Всегда ли главная работа – у того, кто говорит? Не труднее ли – слушать против себя, уже лишённым возможности ответить? Как легко законодателям давать законы, освобождённо от необходимости осуществлять их! или – останавливать законы, не понуждаемо искать выход из мучительного состояния страны. Как легко с лакированной трибуны XX века поставить неторопливую, прожёванную, проголосанную законность выше вопиющей неотлагаемой нужды! Как легко в пиджаке, галстуке и запонках оценить наш исторический тысячелетний грех, не упомня ни дебрей, ни морозов, ни хазар, ни татар, ни ливонцев, ни поляков, – то-то у всех у них, кто сжимал нас, было уважение к праву!

А следующим – по значимости партии, и несравненно первым по умению говорить, вышел блистательный Василий Маклаков. Вот уж кто, тончайший из юристов, будет сейчас разбивать все заставы юридических доводов премьер-министра! Нет, с неожиданностью, доступной только великим ораторам, он великодушно (или другого избега нет) покидает то поле, где ждётся главная сила его:

Я думаю даже, что формально статья 87-я нарушена не была.

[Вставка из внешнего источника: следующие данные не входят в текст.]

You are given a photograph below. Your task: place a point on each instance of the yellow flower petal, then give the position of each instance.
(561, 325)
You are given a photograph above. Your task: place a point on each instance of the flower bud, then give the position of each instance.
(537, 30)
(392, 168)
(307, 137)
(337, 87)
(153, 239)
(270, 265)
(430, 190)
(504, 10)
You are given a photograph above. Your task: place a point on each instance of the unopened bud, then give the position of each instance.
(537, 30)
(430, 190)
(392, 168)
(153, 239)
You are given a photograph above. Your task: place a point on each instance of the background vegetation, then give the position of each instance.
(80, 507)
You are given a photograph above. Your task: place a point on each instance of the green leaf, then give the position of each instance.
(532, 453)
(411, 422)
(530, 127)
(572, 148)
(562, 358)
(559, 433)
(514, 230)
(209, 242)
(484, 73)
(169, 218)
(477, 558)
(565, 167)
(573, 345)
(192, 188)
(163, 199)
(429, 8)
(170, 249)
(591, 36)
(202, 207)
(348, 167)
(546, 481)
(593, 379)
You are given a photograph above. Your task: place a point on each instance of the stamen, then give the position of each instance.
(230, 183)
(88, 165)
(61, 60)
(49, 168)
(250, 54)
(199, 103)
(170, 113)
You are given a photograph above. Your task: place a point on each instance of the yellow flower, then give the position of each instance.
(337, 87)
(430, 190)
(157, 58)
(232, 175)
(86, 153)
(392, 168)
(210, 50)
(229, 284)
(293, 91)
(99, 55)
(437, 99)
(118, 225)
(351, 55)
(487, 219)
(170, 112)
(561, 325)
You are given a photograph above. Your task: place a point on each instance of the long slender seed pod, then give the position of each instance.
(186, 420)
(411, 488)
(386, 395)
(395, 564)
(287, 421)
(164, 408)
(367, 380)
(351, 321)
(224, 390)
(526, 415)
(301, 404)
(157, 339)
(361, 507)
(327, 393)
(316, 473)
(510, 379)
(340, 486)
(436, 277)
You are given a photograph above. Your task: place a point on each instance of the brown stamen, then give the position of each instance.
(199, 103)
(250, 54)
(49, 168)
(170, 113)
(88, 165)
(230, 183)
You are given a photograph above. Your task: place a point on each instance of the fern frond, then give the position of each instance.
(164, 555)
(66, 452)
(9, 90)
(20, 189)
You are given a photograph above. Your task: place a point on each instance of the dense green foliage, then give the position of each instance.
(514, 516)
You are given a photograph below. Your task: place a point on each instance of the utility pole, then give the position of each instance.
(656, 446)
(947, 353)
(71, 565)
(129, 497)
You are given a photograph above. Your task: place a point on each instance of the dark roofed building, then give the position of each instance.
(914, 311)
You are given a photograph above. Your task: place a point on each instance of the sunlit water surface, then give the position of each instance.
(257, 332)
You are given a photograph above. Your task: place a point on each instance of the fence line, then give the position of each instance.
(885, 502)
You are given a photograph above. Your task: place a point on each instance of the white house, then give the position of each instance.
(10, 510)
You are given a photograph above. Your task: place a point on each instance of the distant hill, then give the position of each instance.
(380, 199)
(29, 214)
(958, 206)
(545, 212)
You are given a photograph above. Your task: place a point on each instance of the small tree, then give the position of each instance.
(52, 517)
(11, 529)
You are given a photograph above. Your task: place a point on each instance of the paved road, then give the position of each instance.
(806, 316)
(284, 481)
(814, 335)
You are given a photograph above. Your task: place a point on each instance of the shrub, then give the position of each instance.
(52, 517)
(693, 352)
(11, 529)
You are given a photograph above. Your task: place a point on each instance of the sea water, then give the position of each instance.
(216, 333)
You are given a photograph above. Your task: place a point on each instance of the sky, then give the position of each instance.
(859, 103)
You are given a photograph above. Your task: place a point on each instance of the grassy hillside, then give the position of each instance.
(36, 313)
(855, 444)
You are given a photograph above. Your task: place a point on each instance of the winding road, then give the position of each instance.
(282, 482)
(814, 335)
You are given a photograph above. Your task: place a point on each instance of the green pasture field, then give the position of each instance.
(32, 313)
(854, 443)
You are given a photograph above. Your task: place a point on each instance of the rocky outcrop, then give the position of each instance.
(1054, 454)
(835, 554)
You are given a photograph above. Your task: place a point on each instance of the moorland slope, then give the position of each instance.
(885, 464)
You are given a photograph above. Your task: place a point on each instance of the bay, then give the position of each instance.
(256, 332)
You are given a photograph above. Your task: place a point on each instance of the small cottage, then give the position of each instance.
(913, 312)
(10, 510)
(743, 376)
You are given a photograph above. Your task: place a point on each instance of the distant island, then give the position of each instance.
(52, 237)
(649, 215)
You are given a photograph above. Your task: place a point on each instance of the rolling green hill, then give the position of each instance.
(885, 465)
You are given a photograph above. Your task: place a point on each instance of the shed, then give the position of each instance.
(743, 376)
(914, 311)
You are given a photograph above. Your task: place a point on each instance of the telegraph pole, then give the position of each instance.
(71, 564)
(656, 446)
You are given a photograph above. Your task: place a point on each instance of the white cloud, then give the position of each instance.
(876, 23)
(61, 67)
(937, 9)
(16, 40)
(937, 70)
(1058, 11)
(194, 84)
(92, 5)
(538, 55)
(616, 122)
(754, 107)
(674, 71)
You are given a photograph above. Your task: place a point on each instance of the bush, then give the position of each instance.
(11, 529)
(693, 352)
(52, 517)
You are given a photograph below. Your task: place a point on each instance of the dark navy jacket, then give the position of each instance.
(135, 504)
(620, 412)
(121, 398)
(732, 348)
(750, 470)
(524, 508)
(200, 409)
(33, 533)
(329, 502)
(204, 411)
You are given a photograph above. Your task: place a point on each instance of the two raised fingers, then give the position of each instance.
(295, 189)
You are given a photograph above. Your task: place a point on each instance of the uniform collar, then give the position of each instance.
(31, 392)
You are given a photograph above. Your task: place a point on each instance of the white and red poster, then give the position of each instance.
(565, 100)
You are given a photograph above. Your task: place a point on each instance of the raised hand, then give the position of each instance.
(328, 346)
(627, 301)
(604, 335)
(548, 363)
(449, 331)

Вот как! И главный юрист признаёт, что закон-то нарушен не был. Так что же тогда?

Но кроме прямого ненарушения закона необходимо его добросовестное и лояльное применение.

И атака Маклакова – что Столыпин, формально правильно применив закон, извратил его смысл. А говорится со страстью, и уже в первой части речи оратор с лёгкостью выговаривает, что извращение – политически-преступное, что премьер-министром владеет mania grandiosa, его мораль готтентотская по сравнению с европейской христианской моралью (сидящих здесь кадетов). В густой напряжённости зала Маклаков наносит эти оскорбления как звонкие пощёчины в министерскую ложу, допущенный наконец к недосягаемому – выразить за пять лет кадетскую месть. (А свежий председатель Родзянко, упоённый председательским местом, возвышается и не рискует прервать). Маклаков не обходит тронуть сердце адвокатской руладой:

И какая была бы благоденственная демонстрация, если бы председатель совета министров, всю энергию и решимость которого мы знаем, покорно склонил бы голову,

и врезает новую пощёчину, назвав Россию столыпинской вотчиной.